Коля хмыкнул, не веря. Не могу забыть его потерянное лицо, когда в половине пятого, подойдя вместе с нами к забору Тузиных, он увидел Николая Андреича с чемоданом на колёсиках, идущего от крыльца по осыпанной свежим снегом дорожке.
Ирина в распахнутом тулупчике и Миша, замотанный поверх куртки материнской шалью, показались следом и встали, не дойдя до калитки. На улицу Тузин вышел один. Его вид меня потряс – на нём была курточка «под замшу» и джинсы. Он выглядел человеком, горожанином, кем-то, кого я не знаю.
– Николай, а шинель где? – сказал Коля.
– Шинель оставил жене! – срифмовал Тузин и с теплом прибавил: – Я, дорогие мои, больше не служу! Хожу в штатском!
У калитки он наклонился и соскрёб с травы горсть кристаллов.
– Зима будет без морозов, – предсказал он, нюхая щепоть «соли». – Вся на оттепелях. Ну да ничего, топить легче! – и растёр снежок в ладони. – Что ж, давайте прощаться! Не тоскуй, тёзка! Костя, бывайте!
Пожав нам руки, он обернулся и глянул через забор на свою маленькую семью.
Ирина прочно вмёрзла в дорожку. Миша колыхнулся было, но устоял. «Пока, пап!» – пронзительно крикнул он.

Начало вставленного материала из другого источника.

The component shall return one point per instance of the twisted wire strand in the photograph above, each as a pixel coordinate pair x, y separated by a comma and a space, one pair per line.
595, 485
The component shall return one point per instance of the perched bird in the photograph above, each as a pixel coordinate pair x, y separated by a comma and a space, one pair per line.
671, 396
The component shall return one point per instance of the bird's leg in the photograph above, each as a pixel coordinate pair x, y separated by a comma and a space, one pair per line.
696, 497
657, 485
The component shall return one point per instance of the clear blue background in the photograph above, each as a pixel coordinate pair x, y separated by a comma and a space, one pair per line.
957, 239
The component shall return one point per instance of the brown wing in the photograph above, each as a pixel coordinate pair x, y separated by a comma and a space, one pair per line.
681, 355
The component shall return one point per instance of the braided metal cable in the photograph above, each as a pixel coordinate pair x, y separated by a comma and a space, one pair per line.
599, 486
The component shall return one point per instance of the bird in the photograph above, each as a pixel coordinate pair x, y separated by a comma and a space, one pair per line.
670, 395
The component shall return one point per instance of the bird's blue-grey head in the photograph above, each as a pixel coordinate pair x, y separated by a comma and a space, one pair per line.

Тузин помедлил мгновение и, кивнув сам себе, выдвинул ручку чемодана. Закрутились колёсики, оставляя позади Николая Андреича ковровую дорожку со следами его шагов.
Голова моя горела. Я сорвался и, догнав его, принялся убеждать, что лучше ему будет поехать со мной до станции на машине. Не замедляя хода, Тузин взглянул на меня и загадочно приложил палец к губам. Я отстал, а он под легчайший вальсок метели продолжил свой путь с холма.Лёгкость эта и палец у губ показались мне добрым знаком. Я понадеялся, что отъезд – это розыгрыш, предпринятый с целью выпустить пар. Потому-то он и отказался ехать со мной на станцию. Отсидится где-нибудь в Отраднове, а к ночи придёт и скажет: ребята, все к нам! Будем праздновать моё возвращение! И заживёт по-старому.